A smart approach to balancing the wellness equation
Healthy living isn’t just about more exercise, nor is it simply eating better. It’s striking a balance between the two.
You may have heard the saying, “You can’t outrun a bad diet”.
Well, it’s true.
Lamentably that extra commitment on the treadmill doesn’t offset eating too many muffins. Likewise, meticulously adhering to a strict dietary plan but living like a couch potato could also have a negative physical impact.
To live healthily the goal needs to be healthy living, and that means balance.
Aim to strike equilibrium between eating well and being active.
Workout ideas from The HIIT Mum
“Nutrition and exercise are like two sides of the same coin, so it’s important to think about the two together,” accredited exercise physiologist Carly Ryan says.
“Nutrition is about giving your body the fuel it needs to work at its optimum, and exercise is about keeping your body functioning at its optimum.”
But healthy living is not a 50/50 or 70/30 equation between diet and exercise. It’s about understanding what each means and applying such an approach to your lifestyle.
How much should I exercise?
Humans are designed to be active, so it makes sense we suffer when we’re not.
Lack of exercise can lead to weight gain, cardiac decline, loss of muscle mass, loss of bone density, and an increased risk of a range of health conditions, including arthritis, diabetes and some cancers.
Australian guidelines recommend being active most days and accruing 2½ to 5 hours of activity every week. That’s around 20-40 minutes a day. This can be moderate intensity, vigorous, or a combination of both. It can even be accumulated in 10-minute blocks if that works for you.
“General recommendations are to include a combination of cardiovascular and strength training exercises that work your whole body,” Carly says.
“There are so many activities under these categories, so find an activity you enjoy. In addition, consider adding flexibility exercises to your routine – this will keep your body mobile and help recovery and performance.”
What should I eat?
This doesn’t have to be a tricky question, but we’re seemingly so bewitched by all manner of dietary regimens and eating plans tantalising us with “proven” results and promises of eternal vigour that we over-think the issue.
Essentially, healthy eating means enjoying a variety of nutritious foods.
This is fare dietitian Kate Di Prima describes as “core foods” and includes red meat, chicken, fish, veggies and salads, fruits, healthy dairy foods, avocados and healthy fats.
Importantly, we need to look at how much we eat.
Kate recommends controlling portions by dividing your plate into three sections. “Half your plate should be filled with veggies and salad.
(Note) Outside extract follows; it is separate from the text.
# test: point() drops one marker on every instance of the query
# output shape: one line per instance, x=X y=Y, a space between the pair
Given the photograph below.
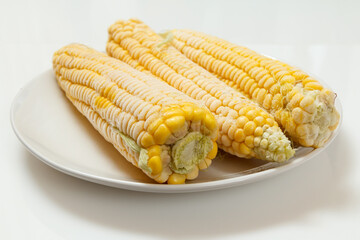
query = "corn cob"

A quarter should be meat, legume, egg, fish, or a type of protein, and the remaining quarter filled with rice, pasta, potatoes or bread,” she says.
Where do I start if I need to lose weight?
Both diet and exercise should be part of any healthy weight loss approach, as they go hand in hand.
“We often talk about the weight loss equation where you need to burn more energy than you consume to achieve weight loss,” Carly says.
“In reality, achieving and sustaining weight loss is a little more complicated as there are many factors involved, but the basic equation is a good place to start.”
“In the early stages of weight loss, eating patterns have a greater impact as it is easier to reduce energy intake than it is to burn energy. Over time, however, exercise becomes important, and is crucial in the maintenance phase.”
Striking the perfect balance – tips for healthy living
- Doing any physical activity is better than none. If you currently don’t do any exercise, start by doing some and gradually build up to the recommended amount.
- Be active on most, preferably all, days every week.
- Accumulate 2½ to 5 hours of moderate intensity physical activity or 1¼ to 2½ hours of vigorous intensity each week. Or an equivalent combination of both.
- Do muscle strengthening activities on at least two days each week.
- Enjoy a variety of nutritious foods, including vegetables (comprising different types and colours, legumes and beans), fruit, grain foods (mostly wholegrain), lean meats, milk, yoghurt and cheese every day.
- Drink plenty of water.
- Limit alcohol and foods containing saturated fat, added salt and sugars.